Nathanael Greene & the Formation of the American Republic

Production of a Patriot: The Rest

For most of the next year, an economic boom calmed the situation until Parliament attempted to assist the cash-strapped East India Company by giving the company a monopoly on tea in the colonies.  This cut the colonial merchants out of tea transactions.  In what became known as the Boston Tea Party, a mob of Bostonians broke open a massive shipment of tea and emptied it into Boston Harbor.  In 1774, an irate Parliament passed a series of laws designed to punish Boston and deter other colonies from further rebellion.  In the colonies, these laws became known as the Intolerable Acts.  Among them was the Boston Port Act, which simply closed the city’s harbor.  For a port city, this was a devastating economic punishment.  Without access to the sea, Boston’s economy was crippled.  As winter began, the citizens of Massachusetts would be hard pressed to buy food as the supply plummeted and prices soared.
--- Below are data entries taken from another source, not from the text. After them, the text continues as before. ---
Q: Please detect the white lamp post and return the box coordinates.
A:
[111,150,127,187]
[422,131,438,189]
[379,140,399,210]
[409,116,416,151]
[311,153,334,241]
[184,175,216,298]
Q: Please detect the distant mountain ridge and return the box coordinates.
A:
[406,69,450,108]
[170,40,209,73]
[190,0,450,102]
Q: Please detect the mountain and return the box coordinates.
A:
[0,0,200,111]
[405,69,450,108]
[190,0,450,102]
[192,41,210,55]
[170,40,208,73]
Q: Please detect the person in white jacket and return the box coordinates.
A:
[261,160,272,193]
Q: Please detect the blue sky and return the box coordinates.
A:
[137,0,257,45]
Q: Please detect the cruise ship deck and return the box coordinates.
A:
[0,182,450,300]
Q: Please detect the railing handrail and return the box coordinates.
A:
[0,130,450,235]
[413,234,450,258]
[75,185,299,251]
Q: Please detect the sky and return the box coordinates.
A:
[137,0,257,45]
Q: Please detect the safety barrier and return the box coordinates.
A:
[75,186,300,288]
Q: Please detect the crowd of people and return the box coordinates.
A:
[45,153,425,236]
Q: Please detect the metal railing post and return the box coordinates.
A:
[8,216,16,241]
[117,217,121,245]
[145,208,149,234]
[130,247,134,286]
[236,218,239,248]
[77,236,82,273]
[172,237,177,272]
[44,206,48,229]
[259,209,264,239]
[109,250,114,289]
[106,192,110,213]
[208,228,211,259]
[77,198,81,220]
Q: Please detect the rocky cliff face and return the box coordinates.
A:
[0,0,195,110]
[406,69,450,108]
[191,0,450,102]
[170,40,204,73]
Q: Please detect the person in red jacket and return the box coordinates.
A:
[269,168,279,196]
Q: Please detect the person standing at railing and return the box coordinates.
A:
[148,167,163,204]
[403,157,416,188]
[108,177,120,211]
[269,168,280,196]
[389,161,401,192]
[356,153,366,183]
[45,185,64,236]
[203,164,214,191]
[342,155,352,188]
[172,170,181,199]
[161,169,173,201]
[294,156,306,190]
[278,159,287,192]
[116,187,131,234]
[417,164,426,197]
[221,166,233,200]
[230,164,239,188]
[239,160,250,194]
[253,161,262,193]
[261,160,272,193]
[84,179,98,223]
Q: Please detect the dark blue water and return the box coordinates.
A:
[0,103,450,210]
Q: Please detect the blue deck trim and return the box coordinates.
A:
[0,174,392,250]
If there was any chance of the British retaining Greene’s service in the impending struggle, Parliament lost it with the Intolerable Acts.  Greene, whose letters only two years ago never mentioned politics, now employed “language that Samuel Adams would have enjoyed.”9  Nathanael was now an unabashed patriot.  Greene backed up his rhetoric with action.  He helped lead a drive to collect money in his area and signed petitions denouncing the Intolerable Acts.  His personal donation was the second greatest collected for donation to the citizens of Boston.10

There is one more element to Nathanael Greene’s evolution as a patriot that might be argued.  In his analysis of colonial political philosophy, Bernard Bailyn makes a strong case that the idea of conspiracies had so completely permeated colonial political thinking that there was little doubt in colonial minds that Parliament was purposefully and methodically stripping them of their rights.11  While there is no literature suggesting Nathanael was a propagator of these theories, later events would suggest he was prone to believing conspiracy theories.

During the Continental Army’s winter at Valley Forge, criticism of George Washington reached its zenith.  Generals Thomas Conway and Thomas Mifflin criticized the Commander-in-Chief’s military decisions, and were joined by politicians such as John Adams, Richard Henry Lee, and Benjamin Rush.  They hoped to replace him with the “hero” of Saratoga, Horatio Gates.  This movement, which eventually became known as the Conway Cabal, caught Washington between a revived Board of War, filled with political enemies, and Thomas Conway, who was the new Inspector General of the Army.12

Although historians still do not agree whether or not the Conway Cabal was a full-fledged conspiracy, there was little doubt in Greene’s mind.13  He took up a ferocious letter-writing campaign attacking all three disaffected generals.  He knew that if his beloved mentor Washington was replaced, his own replacement would not be far behind.  Eventually, the conspiracy collapsed, and Washington emerged from the event stronger than ever.  In the rash criticisms of his fellow generals, Greene showed that he was rather susceptible to conspiracy theory, and probably believed everything that the Declaration of Independence later suggested about the King’s schemes.